I have calculated XP-EHH and iHS scores for a set of snps using selscan. XP-EHH ranges from -0.75 to 0.9. What do extreme values show? In the original publication they plot log(P-value). I think that P-values was calculated to show differences between xp-ehh and iHS. Does anyone have experience with selection scores?
XP-EHH is a cross-population test for positive selective. It means that it detect SNPs that are under selection in one population but not in another. For example a SNP associated to resistance to malaria may be under selection in populations where malaria has been endemic but under neutral selection in other populations. It was developed because it is generally very difficult to identify signals of selection in a population, and comparing two populations may allow to identify weaker signals that are evident only after comparing with a closely related population.
The sign of the XP-EHH score indicates which of the two alleles is under selection, e.g. whether the ancestral or the derived allele. For practical reasons, people usually tend to ignore the sign and use the absolute XP-EHH score. This is because you may not always be sure about which SNP is ancestral in which population. Moreover taking the absolute score makes it easier to calculate mean by sliding windows.

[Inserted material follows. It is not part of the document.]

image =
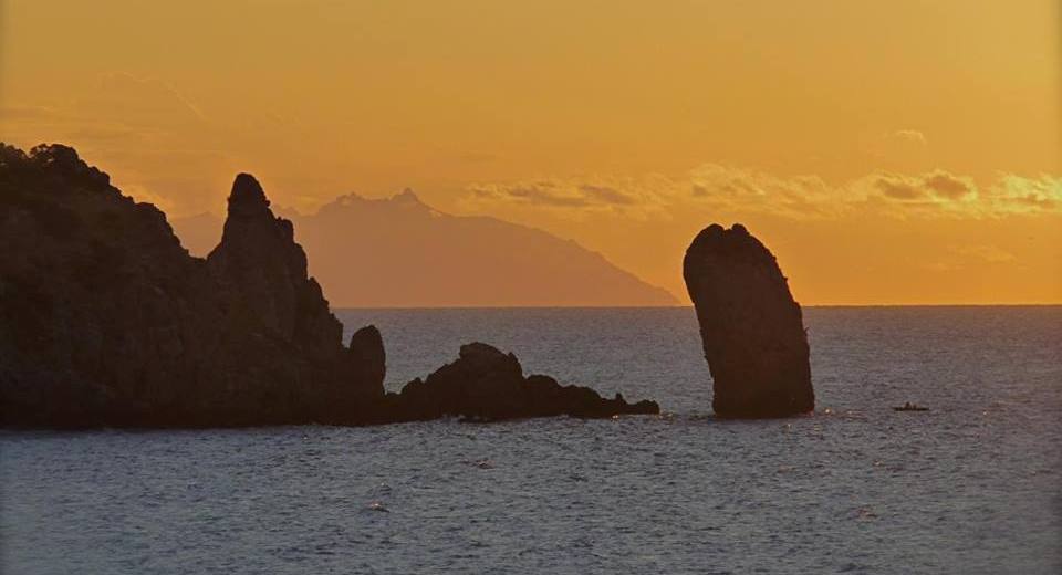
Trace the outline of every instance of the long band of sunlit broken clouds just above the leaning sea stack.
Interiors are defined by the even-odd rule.
[[[840,184],[818,176],[769,172],[705,164],[680,178],[595,176],[586,180],[539,179],[481,184],[462,201],[472,211],[522,206],[581,215],[614,211],[668,218],[680,210],[716,215],[763,213],[801,219],[841,218],[864,211],[879,217],[987,218],[1062,212],[1062,179],[1001,175],[988,186],[937,169],[925,174],[874,172]]]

In the publication they used -log(p-value), probably as a way to simplify the interpretation of the data in the plot. The value is usually generated by sorting the scores and taking the rank of them - e.g. see how I answered Zev in this discussion: C: A Database Of Signatures Of Selection In The 1000 Genomes Dataset . The p-value is then converted to -log(p-value) to facilitate the interpretation. For example a p-value of 0.01 becomes -log(0.01) = 2, so you can say that all SNPs with a -log(p-value) higher than 2 are significantly selected in one population.
Thanks. I will try to calculate p-values this way.
Isn't the sign of the XP-EHH score indicative whether the SNP is under selection in your tested or reference population? I thought (depending on how you computed XPEHH) you would only either positive or negative values.
From the supp material:
Yes, it is directional but in many cases you don't really know which is the ancestral allele or not. In that case it is safer to get the absolute score, and determine whether there is selection between the two populations, without knowing which is the allele selected. Moreover people tend to calculate the average XP-EHH score for a region, averaging or weighting the scores for multiple SNPs. In that case, if you don't use absolute score, the average for the region may be close to 0 because scores with different signs will cancel each other out.
This is what I understand as well. I think the symbol for +ve or -ve in iHS that tells whether it ancestral/derived allele.
So, about Giovanni's answer, his comment about -log(p-value) higher than 2 to be significant is correct?